It doesnt change the amount of magnesium at the end.


----------



## Lesso (Nov 29, 2019)

oldfogey8 said:


> Sounds like the research showed that you are throwing money away if you provide nutes up thru harvest since yield, potency and terpene profiles are not significantly different from flowers not fed the last couple weeks, right? Of course the nute manufacturer is going to focus on on people preferring the taste. Maybe the people they tested it on were used to smoking unflushed weed so that is what they prefer. Why feed them if you get really no benefit from feeding?

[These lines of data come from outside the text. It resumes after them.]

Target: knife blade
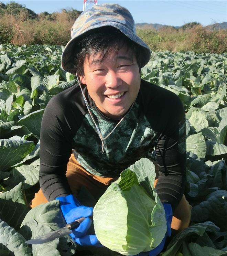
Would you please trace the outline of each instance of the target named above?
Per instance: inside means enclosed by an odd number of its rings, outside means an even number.
[[[84,220],[85,218],[80,218],[75,221],[67,224],[65,227],[60,228],[57,230],[51,232],[50,233],[44,235],[42,236],[38,236],[34,239],[30,239],[25,241],[26,244],[40,244],[47,243],[50,241],[52,241],[57,238],[61,237],[66,235],[72,233],[72,229],[74,229],[78,227],[80,224]]]

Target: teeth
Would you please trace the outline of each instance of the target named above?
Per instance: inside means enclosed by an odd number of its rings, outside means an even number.
[[[117,99],[118,98],[120,98],[121,96],[122,96],[125,93],[118,93],[118,94],[115,94],[114,95],[107,95],[108,98],[109,98],[110,99]]]

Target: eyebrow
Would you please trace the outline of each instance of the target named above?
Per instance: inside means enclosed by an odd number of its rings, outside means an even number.
[[[123,55],[118,56],[117,59],[120,59],[120,60],[126,60],[127,61],[132,61],[133,60],[132,58],[130,58],[129,56],[125,56]],[[98,60],[93,60],[91,62],[90,65],[95,65],[96,64],[97,64],[98,63],[100,63],[102,62],[102,60],[102,60],[102,59],[99,59]]]

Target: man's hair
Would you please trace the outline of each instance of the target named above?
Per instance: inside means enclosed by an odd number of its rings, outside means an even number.
[[[117,52],[123,46],[128,49],[132,59],[135,56],[140,72],[141,56],[144,54],[142,47],[118,30],[106,26],[85,33],[81,36],[75,50],[74,67],[78,77],[84,75],[84,63],[86,58],[100,54],[102,61],[108,52],[113,50]]]

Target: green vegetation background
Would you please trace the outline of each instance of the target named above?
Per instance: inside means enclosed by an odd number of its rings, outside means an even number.
[[[21,45],[50,44],[65,45],[71,28],[81,12],[63,9],[36,14],[19,3],[0,3],[1,43]],[[222,53],[227,51],[227,30],[204,27],[197,22],[180,29],[165,26],[158,30],[138,26],[137,32],[153,51],[192,51]]]

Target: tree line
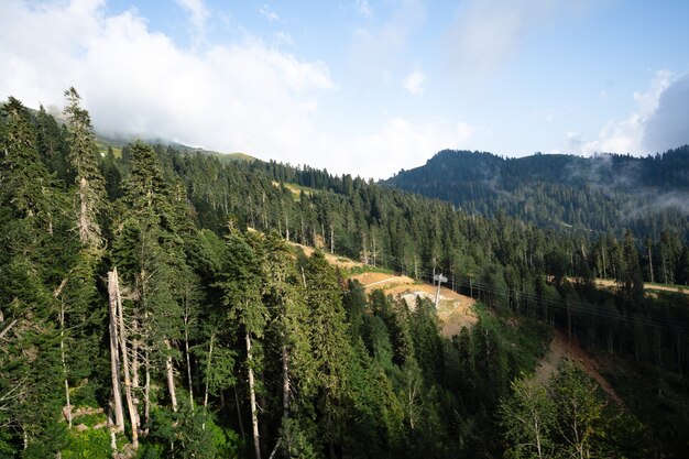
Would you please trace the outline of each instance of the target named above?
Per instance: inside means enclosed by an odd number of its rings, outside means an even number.
[[[2,107],[1,455],[495,457],[505,445],[486,433],[548,323],[687,369],[668,328],[686,297],[639,289],[649,263],[682,278],[671,231],[644,264],[631,233],[592,241],[349,175],[140,141],[101,154],[79,95],[65,97],[63,124]],[[444,338],[430,303],[367,296],[291,241],[469,276],[491,312]],[[600,270],[616,294],[592,288]]]

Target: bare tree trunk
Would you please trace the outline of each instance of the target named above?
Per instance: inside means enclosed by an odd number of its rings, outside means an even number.
[[[244,423],[242,422],[242,409],[239,406],[239,395],[237,394],[237,385],[234,385],[234,404],[237,405],[237,418],[239,419],[239,431],[242,434],[242,440],[247,438],[244,431]]]
[[[122,369],[124,371],[124,395],[127,396],[127,408],[129,411],[129,420],[132,425],[132,447],[139,449],[139,413],[134,406],[132,397],[132,384],[129,376],[129,357],[127,356],[127,332],[124,331],[124,317],[122,314],[122,297],[120,295],[120,281],[118,278],[117,267],[108,273],[108,291],[116,298],[116,307],[118,310],[118,319],[120,326],[120,350],[122,351]]]
[[[143,365],[145,372],[143,385],[143,417],[147,424],[151,418],[151,362],[147,349],[144,351]]]
[[[187,384],[189,385],[189,405],[192,409],[194,409],[194,384],[192,381],[192,361],[189,354],[189,336],[187,330],[184,330],[184,353],[185,360],[187,361]]]
[[[134,336],[140,336],[139,334],[139,320],[132,320],[132,331]],[[131,349],[132,357],[132,387],[141,389],[141,381],[139,376],[139,369],[141,369],[141,342],[139,338],[132,341]]]
[[[118,306],[117,295],[110,283],[108,283],[108,297],[110,303],[110,372],[112,376],[114,424],[117,431],[124,431],[124,411],[122,407],[122,389],[120,386],[120,353],[118,350]]]
[[[253,427],[253,447],[255,449],[256,459],[261,459],[261,440],[259,437],[259,412],[256,409],[256,392],[253,382],[253,368],[251,356],[251,336],[247,331],[247,360],[249,361],[249,397],[251,401],[251,425]]]
[[[167,391],[169,392],[169,401],[173,405],[173,413],[177,413],[177,392],[175,391],[175,369],[173,367],[172,356],[169,351],[172,351],[172,346],[169,346],[169,341],[165,340],[165,348],[167,349],[167,358],[165,359],[165,375],[167,379]]]
[[[210,372],[210,359],[212,358],[212,340],[215,334],[210,334],[210,346],[208,347],[208,363],[206,365],[206,393],[204,394],[204,408],[208,407],[208,373]]]
[[[59,357],[63,363],[65,379],[65,401],[67,403],[67,424],[72,428],[72,403],[69,402],[69,380],[67,379],[67,362],[65,359],[65,302],[59,302]]]
[[[284,338],[283,338],[284,340]],[[282,347],[282,409],[283,418],[289,417],[289,353],[287,346]]]

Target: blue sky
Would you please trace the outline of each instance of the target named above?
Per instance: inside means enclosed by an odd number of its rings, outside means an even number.
[[[97,130],[386,177],[689,143],[689,2],[0,2],[0,89]]]

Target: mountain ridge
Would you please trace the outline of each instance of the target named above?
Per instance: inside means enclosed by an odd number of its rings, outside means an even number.
[[[543,154],[517,159],[444,150],[383,186],[500,212],[542,227],[643,237],[671,227],[689,238],[689,146],[654,156]]]

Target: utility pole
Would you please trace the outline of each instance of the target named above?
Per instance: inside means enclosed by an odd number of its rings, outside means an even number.
[[[440,274],[436,274],[433,276],[434,282],[438,281],[438,289],[436,291],[436,309],[438,308],[438,299],[440,298],[440,284],[447,282],[447,277]]]

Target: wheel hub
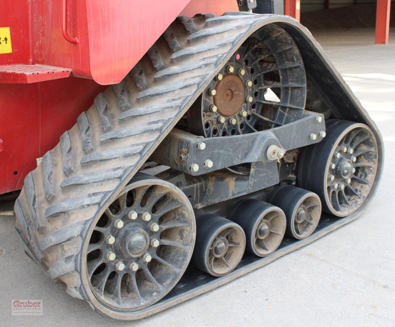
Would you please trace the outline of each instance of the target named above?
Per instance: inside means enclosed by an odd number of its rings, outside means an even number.
[[[227,74],[217,82],[215,91],[214,102],[219,114],[230,117],[239,112],[244,102],[245,94],[241,78],[235,74]]]

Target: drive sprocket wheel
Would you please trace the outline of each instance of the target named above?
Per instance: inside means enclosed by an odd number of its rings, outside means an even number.
[[[298,182],[316,193],[323,210],[338,217],[356,211],[370,193],[378,163],[377,142],[366,125],[326,122],[327,136],[304,150]]]
[[[176,284],[192,255],[196,225],[180,190],[139,173],[90,232],[85,288],[110,310],[127,312],[156,302]]]

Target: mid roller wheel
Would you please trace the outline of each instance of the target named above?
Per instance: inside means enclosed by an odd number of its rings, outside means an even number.
[[[229,218],[244,231],[246,250],[259,257],[266,257],[276,251],[285,233],[284,212],[259,200],[241,200],[233,208]]]
[[[320,221],[321,204],[312,192],[287,185],[279,187],[268,200],[284,210],[287,218],[286,233],[298,240],[308,237]]]
[[[358,210],[370,193],[377,142],[363,124],[332,120],[326,126],[327,136],[302,153],[298,183],[320,196],[325,211],[344,217]]]
[[[86,280],[111,310],[148,306],[168,293],[186,268],[195,243],[193,211],[167,182],[137,174],[92,227]]]
[[[235,268],[243,256],[245,235],[237,224],[213,214],[196,217],[196,242],[192,260],[199,269],[223,276]]]

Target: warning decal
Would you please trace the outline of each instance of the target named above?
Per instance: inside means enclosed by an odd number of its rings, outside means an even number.
[[[9,27],[0,27],[0,54],[11,53],[11,52]]]

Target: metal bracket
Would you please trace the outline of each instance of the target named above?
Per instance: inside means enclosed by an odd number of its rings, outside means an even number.
[[[307,110],[295,121],[249,134],[203,138],[173,129],[151,158],[196,176],[242,163],[276,160],[286,151],[319,142],[325,131],[323,115]],[[268,157],[272,146],[276,146],[276,153]]]

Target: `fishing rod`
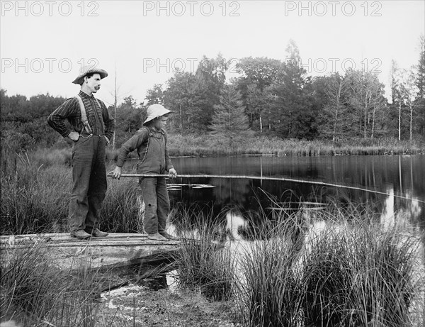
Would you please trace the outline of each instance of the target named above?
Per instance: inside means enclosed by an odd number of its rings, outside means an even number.
[[[113,177],[111,173],[108,174],[108,177]],[[120,177],[169,177],[169,175],[164,174],[122,174]],[[401,195],[390,194],[385,192],[381,192],[379,191],[375,191],[373,189],[363,189],[361,187],[350,187],[347,185],[341,185],[338,184],[325,183],[324,182],[314,182],[314,181],[307,181],[304,179],[295,179],[293,178],[286,177],[263,177],[263,176],[246,176],[246,175],[215,175],[215,174],[179,174],[177,177],[181,178],[222,178],[222,179],[260,179],[260,180],[271,180],[271,181],[280,181],[280,182],[290,182],[293,183],[304,183],[304,184],[312,184],[314,185],[326,186],[336,188],[356,189],[358,191],[363,191],[370,193],[375,193],[378,194],[386,195],[388,196],[395,196],[404,200],[417,201],[425,204],[425,201],[411,199],[407,196],[402,196]]]

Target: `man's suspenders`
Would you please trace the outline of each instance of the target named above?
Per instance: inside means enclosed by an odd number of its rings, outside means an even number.
[[[92,135],[93,131],[91,131],[91,127],[90,127],[90,125],[89,124],[89,121],[87,120],[87,114],[86,113],[86,108],[84,107],[84,104],[83,104],[83,99],[79,96],[79,94],[76,94],[76,96],[75,96],[75,98],[78,100],[78,102],[79,104],[80,111],[81,113],[81,121],[83,121],[83,129],[85,129],[87,133]],[[98,100],[96,99],[96,101],[99,105],[99,107],[102,108]]]

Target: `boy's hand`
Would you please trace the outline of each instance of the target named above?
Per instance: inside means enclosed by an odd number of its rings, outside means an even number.
[[[171,168],[169,170],[169,176],[170,178],[176,178],[177,177],[177,172],[174,168]]]
[[[112,172],[112,178],[118,178],[118,179],[121,177],[121,167],[115,167],[115,169]]]

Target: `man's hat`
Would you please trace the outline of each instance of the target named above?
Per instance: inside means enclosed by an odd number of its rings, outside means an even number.
[[[88,65],[81,67],[81,69],[80,70],[80,73],[79,74],[78,77],[72,82],[72,83],[81,85],[81,82],[83,82],[83,79],[84,78],[84,76],[87,75],[88,74],[98,74],[99,75],[101,75],[101,79],[108,76],[108,72],[106,70],[101,70],[101,68],[97,68],[93,65]]]
[[[151,104],[147,107],[146,112],[147,113],[147,118],[146,118],[146,121],[144,121],[144,123],[143,123],[143,125],[145,125],[146,123],[152,121],[156,118],[161,117],[174,111],[166,109],[164,106],[161,104]]]

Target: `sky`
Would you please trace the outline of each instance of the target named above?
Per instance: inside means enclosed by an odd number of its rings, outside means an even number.
[[[419,58],[424,1],[3,1],[0,87],[8,96],[71,97],[81,67],[109,76],[96,97],[137,103],[176,68],[194,72],[220,53],[237,77],[241,58],[285,60],[293,40],[306,76],[349,67],[379,74],[388,89],[392,60]]]

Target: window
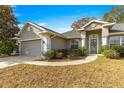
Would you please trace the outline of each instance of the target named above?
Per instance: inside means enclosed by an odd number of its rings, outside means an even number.
[[[28,31],[33,31],[33,28],[32,27],[28,27]]]
[[[114,37],[110,37],[110,47],[113,45],[120,45],[120,37],[119,36],[114,36]]]
[[[78,48],[78,41],[77,40],[71,40],[71,48]]]
[[[121,37],[121,45],[124,46],[124,36]]]

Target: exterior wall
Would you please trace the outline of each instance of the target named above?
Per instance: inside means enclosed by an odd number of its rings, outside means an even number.
[[[96,26],[92,27],[92,24],[95,24]],[[99,29],[101,27],[102,27],[102,25],[100,23],[93,22],[93,23],[89,24],[88,26],[86,26],[85,30],[94,30],[94,29]]]
[[[108,45],[110,46],[110,39],[112,38],[112,37],[118,37],[119,38],[119,45],[124,45],[124,34],[121,34],[121,35],[110,35],[109,37],[108,37]]]
[[[75,39],[69,39],[69,40],[67,40],[67,43],[66,43],[67,48],[71,48],[71,40],[78,41],[79,46],[82,46],[82,40],[79,39],[79,38],[75,38]]]
[[[43,52],[51,50],[51,38],[50,38],[50,35],[45,34],[45,35],[42,36],[42,39],[43,39],[43,46],[42,46]]]
[[[98,40],[99,40],[98,47],[100,48],[101,45],[102,45],[101,33],[102,33],[101,30],[87,31],[86,32],[86,42],[85,42],[85,44],[86,44],[86,48],[87,48],[88,51],[89,51],[89,35],[91,35],[91,34],[98,34]]]
[[[33,30],[38,31],[38,29],[36,29],[35,27],[32,27]],[[21,40],[28,40],[28,39],[40,39],[40,37],[38,35],[36,35],[36,33],[34,33],[33,31],[28,31],[28,27],[21,33],[20,35],[20,39]]]
[[[67,41],[66,39],[60,38],[55,36],[51,39],[51,49],[66,49],[67,48]]]
[[[41,40],[21,41],[21,55],[41,58]]]

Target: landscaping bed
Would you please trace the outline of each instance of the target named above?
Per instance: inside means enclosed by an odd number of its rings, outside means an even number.
[[[0,87],[124,87],[124,58],[74,66],[16,65],[0,70]]]

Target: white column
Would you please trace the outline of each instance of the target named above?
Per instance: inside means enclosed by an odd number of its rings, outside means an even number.
[[[81,32],[81,46],[82,47],[85,47],[86,45],[85,45],[85,40],[86,39],[86,32],[85,31],[83,31],[83,32]]]
[[[108,45],[108,37],[102,37],[102,45]]]
[[[81,40],[81,46],[82,46],[82,47],[85,47],[85,38],[83,38],[83,39]]]
[[[102,45],[108,45],[109,28],[102,27]]]

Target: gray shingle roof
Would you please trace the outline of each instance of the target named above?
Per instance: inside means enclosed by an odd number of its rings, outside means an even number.
[[[109,32],[110,33],[124,32],[124,23],[118,23],[113,25]]]
[[[81,38],[81,34],[79,31],[71,30],[63,33],[63,36],[66,38]]]
[[[31,23],[33,23],[33,22],[31,22]],[[41,28],[44,28],[44,29],[46,29],[47,31],[54,32],[54,33],[56,33],[56,34],[58,34],[58,35],[60,35],[60,36],[63,36],[62,34],[56,32],[56,31],[53,31],[53,30],[51,30],[51,29],[48,29],[48,28],[46,28],[46,27],[44,27],[44,26],[38,25],[38,24],[36,24],[36,23],[33,23],[33,24],[35,24],[35,25],[37,25],[37,26],[39,26],[39,27],[41,27]]]

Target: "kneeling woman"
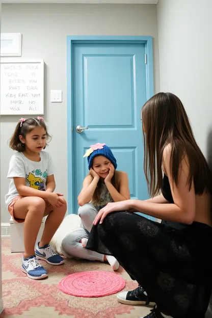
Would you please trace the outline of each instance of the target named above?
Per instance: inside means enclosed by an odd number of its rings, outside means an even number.
[[[85,247],[98,211],[109,202],[130,198],[127,175],[116,170],[116,160],[105,144],[92,145],[84,155],[86,156],[90,173],[85,178],[78,197],[81,227],[66,235],[62,243],[62,248],[68,254],[78,258],[108,261],[116,271],[119,264],[113,256]]]
[[[211,173],[178,97],[154,96],[142,120],[153,198],[109,203],[96,216],[86,247],[110,251],[138,282],[139,299],[156,304],[146,318],[203,318],[211,289]]]

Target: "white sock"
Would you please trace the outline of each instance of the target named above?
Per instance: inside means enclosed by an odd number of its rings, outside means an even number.
[[[119,263],[118,260],[114,256],[110,255],[105,255],[106,258],[108,262],[111,266],[114,271],[117,271],[119,269]]]
[[[85,247],[86,246],[88,241],[88,238],[82,238],[81,240],[81,243],[83,247]]]

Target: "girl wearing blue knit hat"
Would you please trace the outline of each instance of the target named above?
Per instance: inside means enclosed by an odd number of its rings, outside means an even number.
[[[84,179],[78,197],[81,227],[66,235],[62,248],[68,254],[78,258],[108,261],[116,271],[119,264],[115,257],[85,247],[98,211],[109,202],[130,198],[127,175],[116,170],[116,160],[105,144],[92,145],[84,156],[87,157],[90,172]]]

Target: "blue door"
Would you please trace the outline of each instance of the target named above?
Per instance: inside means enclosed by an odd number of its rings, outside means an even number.
[[[148,197],[141,121],[141,108],[150,97],[147,96],[146,51],[142,43],[73,43],[69,213],[77,212],[77,196],[89,172],[83,155],[97,142],[112,149],[117,169],[127,173],[131,198]],[[78,126],[86,129],[77,132]]]

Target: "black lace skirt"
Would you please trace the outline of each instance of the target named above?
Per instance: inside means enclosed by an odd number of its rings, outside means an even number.
[[[109,215],[93,226],[86,248],[113,255],[160,310],[174,318],[204,318],[212,286],[212,228],[176,228],[137,214]]]

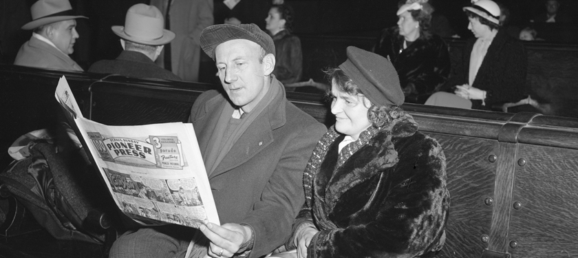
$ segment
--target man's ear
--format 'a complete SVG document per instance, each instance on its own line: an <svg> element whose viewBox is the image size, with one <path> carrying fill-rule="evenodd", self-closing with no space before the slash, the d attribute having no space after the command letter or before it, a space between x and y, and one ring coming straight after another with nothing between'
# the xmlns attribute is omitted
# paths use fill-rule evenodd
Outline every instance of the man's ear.
<svg viewBox="0 0 578 258"><path fill-rule="evenodd" d="M265 76L268 76L269 74L271 74L273 72L273 69L275 68L275 56L272 54L267 54L263 57L263 67L264 67L264 72L265 72Z"/></svg>

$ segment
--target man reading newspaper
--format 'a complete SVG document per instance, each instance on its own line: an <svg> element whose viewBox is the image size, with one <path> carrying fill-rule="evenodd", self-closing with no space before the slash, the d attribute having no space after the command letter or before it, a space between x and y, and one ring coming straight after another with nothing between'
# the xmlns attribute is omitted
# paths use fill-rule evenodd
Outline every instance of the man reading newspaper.
<svg viewBox="0 0 578 258"><path fill-rule="evenodd" d="M303 171L326 129L287 100L272 74L272 39L255 24L217 25L200 42L226 94L202 94L189 122L223 224L140 228L111 257L262 257L286 239L303 203Z"/></svg>

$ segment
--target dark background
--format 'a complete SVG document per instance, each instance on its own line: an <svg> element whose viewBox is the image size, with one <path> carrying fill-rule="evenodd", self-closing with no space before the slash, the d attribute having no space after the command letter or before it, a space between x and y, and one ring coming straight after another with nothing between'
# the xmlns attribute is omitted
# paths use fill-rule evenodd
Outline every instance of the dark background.
<svg viewBox="0 0 578 258"><path fill-rule="evenodd" d="M194 1L194 0L191 0ZM0 47L1 62L11 63L20 46L28 40L30 31L20 28L31 20L30 7L35 0L0 0ZM561 0L561 10L570 14L578 10L578 1ZM111 30L114 25L123 25L130 6L147 0L70 0L74 11L89 19L77 19L80 38L72 57L85 68L101 59L114 59L122 50L118 37ZM517 30L544 12L544 0L502 0L510 10L511 24ZM264 27L270 1L242 0L233 11L215 1L215 23L222 23L229 16L242 17L244 23L253 22ZM286 0L295 10L294 32L297 34L376 36L386 27L397 21L398 0ZM467 19L462 8L469 0L430 0L436 11L450 21L455 34L462 39L471 36ZM578 20L578 19L576 19ZM570 34L577 34L575 25L566 26ZM562 30L559 34L564 33ZM573 33L573 34L572 34ZM578 43L578 39L565 39L566 43Z"/></svg>

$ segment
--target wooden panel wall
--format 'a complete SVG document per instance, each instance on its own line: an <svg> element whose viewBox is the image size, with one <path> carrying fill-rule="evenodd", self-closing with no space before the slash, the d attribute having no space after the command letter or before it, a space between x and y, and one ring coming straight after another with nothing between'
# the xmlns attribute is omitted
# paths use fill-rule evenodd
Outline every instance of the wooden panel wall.
<svg viewBox="0 0 578 258"><path fill-rule="evenodd" d="M578 150L522 144L517 158L525 164L515 168L512 202L520 205L508 207L509 251L514 257L578 257Z"/></svg>

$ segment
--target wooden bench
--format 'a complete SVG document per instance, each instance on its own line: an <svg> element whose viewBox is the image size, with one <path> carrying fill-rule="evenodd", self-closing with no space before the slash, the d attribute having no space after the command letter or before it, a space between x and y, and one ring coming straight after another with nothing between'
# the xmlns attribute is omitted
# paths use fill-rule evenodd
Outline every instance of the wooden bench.
<svg viewBox="0 0 578 258"><path fill-rule="evenodd" d="M27 80L12 81L33 89ZM98 80L92 74L67 80L92 119L109 125L186 121L195 99L220 87L118 76ZM321 96L287 96L325 125L333 124ZM54 99L53 94L47 98ZM451 206L440 257L578 255L578 120L403 107L421 131L438 140L447 158Z"/></svg>
<svg viewBox="0 0 578 258"><path fill-rule="evenodd" d="M207 86L95 83L90 89L96 101L93 118L119 125L184 121ZM110 116L106 102L111 95L144 101L135 109L140 114L129 109ZM321 96L287 96L325 125L333 124ZM173 105L174 109L160 108ZM578 255L578 240L572 237L578 232L578 120L414 105L403 108L420 131L440 142L447 158L451 208L440 257Z"/></svg>

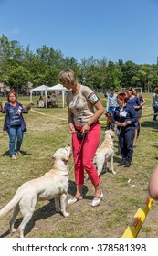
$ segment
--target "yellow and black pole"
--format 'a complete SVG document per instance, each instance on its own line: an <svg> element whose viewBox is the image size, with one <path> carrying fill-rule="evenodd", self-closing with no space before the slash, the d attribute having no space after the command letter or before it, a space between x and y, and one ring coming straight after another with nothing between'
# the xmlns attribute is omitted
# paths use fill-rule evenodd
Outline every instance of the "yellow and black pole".
<svg viewBox="0 0 158 256"><path fill-rule="evenodd" d="M136 238L146 216L152 207L153 199L148 197L144 203L138 208L132 223L127 227L122 238Z"/></svg>

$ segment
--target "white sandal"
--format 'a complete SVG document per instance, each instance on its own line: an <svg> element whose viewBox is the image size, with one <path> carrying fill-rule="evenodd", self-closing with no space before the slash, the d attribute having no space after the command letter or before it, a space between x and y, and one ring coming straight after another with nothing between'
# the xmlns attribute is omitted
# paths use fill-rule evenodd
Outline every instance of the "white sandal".
<svg viewBox="0 0 158 256"><path fill-rule="evenodd" d="M103 197L103 193L101 192L100 197L95 197L91 202L91 206L92 207L98 207L100 202L102 201L102 197Z"/></svg>
<svg viewBox="0 0 158 256"><path fill-rule="evenodd" d="M16 152L16 155L20 155L20 156L22 156L22 155L24 155L20 151L18 151L18 152Z"/></svg>

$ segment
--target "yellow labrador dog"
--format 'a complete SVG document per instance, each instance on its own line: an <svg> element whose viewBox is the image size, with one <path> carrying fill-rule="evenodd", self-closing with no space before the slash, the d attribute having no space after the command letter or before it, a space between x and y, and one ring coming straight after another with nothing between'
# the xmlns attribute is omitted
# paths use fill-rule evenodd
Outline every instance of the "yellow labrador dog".
<svg viewBox="0 0 158 256"><path fill-rule="evenodd" d="M50 200L55 198L56 210L64 217L69 216L66 212L66 197L68 188L68 160L71 155L70 145L59 148L52 155L55 159L52 169L41 177L24 183L16 192L13 199L0 210L0 217L14 208L10 220L10 231L16 232L14 223L19 211L23 215L23 221L18 227L20 238L24 237L26 225L31 219L37 200Z"/></svg>
<svg viewBox="0 0 158 256"><path fill-rule="evenodd" d="M96 151L94 156L94 164L96 165L99 176L103 170L108 169L115 175L116 172L113 168L113 155L114 155L114 146L113 146L113 137L115 135L112 130L107 130L104 132L104 141L102 142L100 147Z"/></svg>

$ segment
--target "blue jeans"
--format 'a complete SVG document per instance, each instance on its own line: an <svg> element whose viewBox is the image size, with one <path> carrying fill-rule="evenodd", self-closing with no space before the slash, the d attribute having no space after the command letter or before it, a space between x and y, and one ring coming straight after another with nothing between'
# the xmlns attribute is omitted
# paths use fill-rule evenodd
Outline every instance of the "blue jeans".
<svg viewBox="0 0 158 256"><path fill-rule="evenodd" d="M21 130L21 126L11 127L8 131L8 135L10 140L9 141L10 155L13 155L16 153L15 151L16 136L17 137L16 151L20 151L20 147L23 141L23 132Z"/></svg>
<svg viewBox="0 0 158 256"><path fill-rule="evenodd" d="M122 162L132 161L133 154L133 139L135 135L134 127L129 127L127 129L121 129L119 136L120 147L121 150Z"/></svg>

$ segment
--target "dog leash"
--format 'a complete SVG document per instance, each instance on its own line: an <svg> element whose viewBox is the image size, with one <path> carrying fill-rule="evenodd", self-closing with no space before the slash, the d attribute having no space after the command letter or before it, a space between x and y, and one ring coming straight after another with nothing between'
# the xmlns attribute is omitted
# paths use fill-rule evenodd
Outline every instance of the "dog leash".
<svg viewBox="0 0 158 256"><path fill-rule="evenodd" d="M81 142L79 150L78 155L77 155L77 158L76 158L75 163L73 164L71 169L69 170L69 173L72 171L72 169L74 168L76 163L78 162L78 158L79 158L79 154L80 154L80 152L81 152L81 148L82 148L83 143L84 143L84 138L82 139L82 142ZM72 139L71 139L71 148L72 148Z"/></svg>

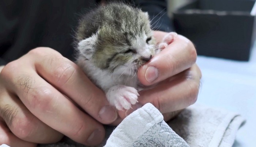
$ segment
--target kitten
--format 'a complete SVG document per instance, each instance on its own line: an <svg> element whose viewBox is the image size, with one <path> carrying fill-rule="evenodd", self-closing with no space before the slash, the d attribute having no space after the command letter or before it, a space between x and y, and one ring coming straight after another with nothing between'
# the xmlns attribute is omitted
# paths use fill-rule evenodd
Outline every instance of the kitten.
<svg viewBox="0 0 256 147"><path fill-rule="evenodd" d="M111 105L131 108L138 102L138 68L160 51L147 13L121 3L100 6L81 19L76 39L77 64Z"/></svg>

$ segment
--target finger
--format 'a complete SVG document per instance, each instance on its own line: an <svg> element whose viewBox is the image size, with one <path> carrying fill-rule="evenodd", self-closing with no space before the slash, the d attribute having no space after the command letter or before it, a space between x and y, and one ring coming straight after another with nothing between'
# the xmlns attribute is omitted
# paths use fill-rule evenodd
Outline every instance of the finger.
<svg viewBox="0 0 256 147"><path fill-rule="evenodd" d="M29 112L18 98L1 89L0 117L16 136L24 140L38 143L53 143L62 138L62 134Z"/></svg>
<svg viewBox="0 0 256 147"><path fill-rule="evenodd" d="M30 54L34 57L35 69L41 76L101 123L109 124L117 119L115 109L109 105L104 92L76 65L52 49L44 51Z"/></svg>
<svg viewBox="0 0 256 147"><path fill-rule="evenodd" d="M22 64L29 64L25 60L22 61ZM1 74L6 78L4 82L10 90L17 94L34 115L76 142L94 145L103 140L103 126L80 111L37 73L30 71L30 67L23 67L26 72L15 74L7 71L20 66L19 63L9 64Z"/></svg>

Seems like this is the best argument for flushing, that there was no yield increase when using nutes all the way through.


----------



## oldfogey8 (Nov 29, 2019)

Headline could be ‘new research shows that feeding plants up until harvest may be unnecessary’ but the folks who funded the study would prefer to spin it for their profit...


----------



## fellowsped (Dec 1, 2019)

How does it have no effect on the mag in the end?  Just seems like pumping a bunch of mag into your plant right before harvest would result in more in the final product.  Isn't that what the crackling or sizzling is that you sometimes get?  Could be wrong that's just what I had been brought to believe.


----------



## stinkyattic (Dec 1, 2019)

I'm with fogey on this one. Why bother when all they really want by then is a drink? Maybe a sweet drink, with some sugars. Ooh like dessert after a long feast. But mostly just a drink!


----------